As said in a previous post, I didn't like the pilot at all. And my wife thought it was going to be some men being gross pigs show, so she had no interest. But that last two episodes my wife has watched with me, and I am really enjoying this show. I really liked Ray Romano's storyline in this episode, with the whole "fills in the gaps" from Rocky thing, and with giving the pep talk to the upset high school boy.


----------



## 5thcrewman (Sep 23, 2003)

I knew in an instant with the pan up the steps at City Hall.

I'm glad the show's not so dark that they would fake you out with something like that.


----------



## betts4 (Dec 27, 2005)

Really enjoyed this episode. All three plotlines. Very nicely done and I sure hope they keep this going!


----------



## bluesman64 (Jan 25, 2005)

pdhenry said:


> I thought this was a great first ep.
> 
> Lots of promotional stuff on Hulu. Maybe they'll post episodes after it airs on TBS.


I've been wanting to watch for a while and never got around to it. TNT.tv streams full episodes from the website.

Big fan of Andre Braugher - I've watch pilot and ep 2. I'll keep with it - it's growing on me.


----------



## FireMen2003 (Apr 1, 2004)

This show just keeps getting better and better...:up::up::up:


----------



## Paperboy2003 (Mar 30, 2004)

LEG CRAMP!!

I liked this one a lot....nicely acted and written


----------



## unixadm (Jan 1, 2001)

Yes, I laughed out loud throughout....very well written and very funny.

There was no blood in my brain....LOL


----------



## marksman (Mar 4, 2002)

Haha yeah this last episode was really good. I don't think they had a bad one yet, but it was well done.

The whole date procession and story telling was very well done.


----------



## betts4 (Dec 27, 2005)

"I just want to look at you"

I was chuckling thru the whole thing and it really had me waiting to hear what was coming next. Him hitting his head on the light is much better then her punching him or Maria throwing something at him (which I thought was how it was going to happen when he tossed the cd at her).


----------



## Bob Coxner (Dec 1, 2004)

"At least he won't have to jerk off at his desk anymore"

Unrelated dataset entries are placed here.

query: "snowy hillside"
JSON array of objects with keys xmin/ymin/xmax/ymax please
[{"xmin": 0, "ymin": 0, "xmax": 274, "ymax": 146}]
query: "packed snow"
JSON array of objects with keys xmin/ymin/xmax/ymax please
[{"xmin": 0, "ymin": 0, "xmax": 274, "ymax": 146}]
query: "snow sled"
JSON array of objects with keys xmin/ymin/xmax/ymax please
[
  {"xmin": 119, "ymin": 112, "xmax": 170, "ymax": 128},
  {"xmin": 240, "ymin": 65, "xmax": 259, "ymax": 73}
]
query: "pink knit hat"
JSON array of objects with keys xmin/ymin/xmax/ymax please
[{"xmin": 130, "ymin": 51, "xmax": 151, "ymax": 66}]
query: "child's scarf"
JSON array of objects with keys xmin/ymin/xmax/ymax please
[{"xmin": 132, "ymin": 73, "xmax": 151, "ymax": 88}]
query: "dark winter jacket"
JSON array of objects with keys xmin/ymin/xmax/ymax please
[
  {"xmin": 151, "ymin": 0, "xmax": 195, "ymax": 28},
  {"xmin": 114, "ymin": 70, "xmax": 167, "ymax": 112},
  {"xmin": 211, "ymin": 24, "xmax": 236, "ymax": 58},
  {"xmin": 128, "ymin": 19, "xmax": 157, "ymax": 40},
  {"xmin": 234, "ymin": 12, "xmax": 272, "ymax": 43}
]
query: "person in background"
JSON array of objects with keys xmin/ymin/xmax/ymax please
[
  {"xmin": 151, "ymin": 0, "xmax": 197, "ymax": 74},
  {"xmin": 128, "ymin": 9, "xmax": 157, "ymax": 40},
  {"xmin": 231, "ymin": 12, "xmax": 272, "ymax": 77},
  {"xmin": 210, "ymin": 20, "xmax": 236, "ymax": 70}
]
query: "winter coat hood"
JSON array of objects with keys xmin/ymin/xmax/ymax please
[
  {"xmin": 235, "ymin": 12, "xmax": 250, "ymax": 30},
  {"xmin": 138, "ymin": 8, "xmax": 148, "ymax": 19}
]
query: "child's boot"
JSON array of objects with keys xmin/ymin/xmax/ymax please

Ray Romano is not in Braugher's league when it comes to acting but he really showed me some serious chops in this one.

This is rapidly becoming one of my favorite series. I was hesitant at first since I thought it was going to be the usual American screwup adaptation of a British series - Manchild in this case. I decided to watch Manchild again (Netflix streaming) to remind myself and I have to say that MOACA is better. However, I would recommend Manchild if anyone hasn't seen it.


----------



## FireMen2003 (Apr 1, 2004)

I assumed, it was a bf or husband who attacked him when they showed the camera peering into the restaurant...boy, did they prove me wrong...


----------



## DeDondeEs (Feb 20, 2004)

I wonder when Joe is going to have a "Weird Honesty" moment with that woman he is dating to explain the gambling habit he has that ruined his marriage....

Along those lines though, that is always a funny interaction between Joe and his bookee.


----------



## gchance (Dec 6, 2002)

Bob Coxner said:


> This is rapidly becoming one of my favorite series. I was hesitant at first since I thought it was going to be the usual American screwup adaptation of a British series - Manchild in this case.


This is an adaptation of a British series? I enjoy it on its own merits, but I'm funny that way.

Greg


----------



## Steveknj (Mar 10, 2003)

This may have been the best episode of a very good bunch of episodes. What I like about this is that the situations seem to stem from something that could happen in real life. They seem authentic. I could see just about the whole situation and feel for what Joe was going through. By the way, I though Nina from 24 looked great


----------



## PacMan3000 (Sep 23, 2003)

I'm loving this show. I think it's one of the best series on television. The stories and characters seem to come from a very honest, authentic place.


----------



## betts4 (Dec 27, 2005)

The doggie bag line. Then Terry saying 'no, you didn't say that....'


----------



## Steveknj (Mar 10, 2003)

PacMan3000 said:


> I'm loving this show. I think it's one of the best series on television. The stories and characters seem to come from a very honest, authentic place.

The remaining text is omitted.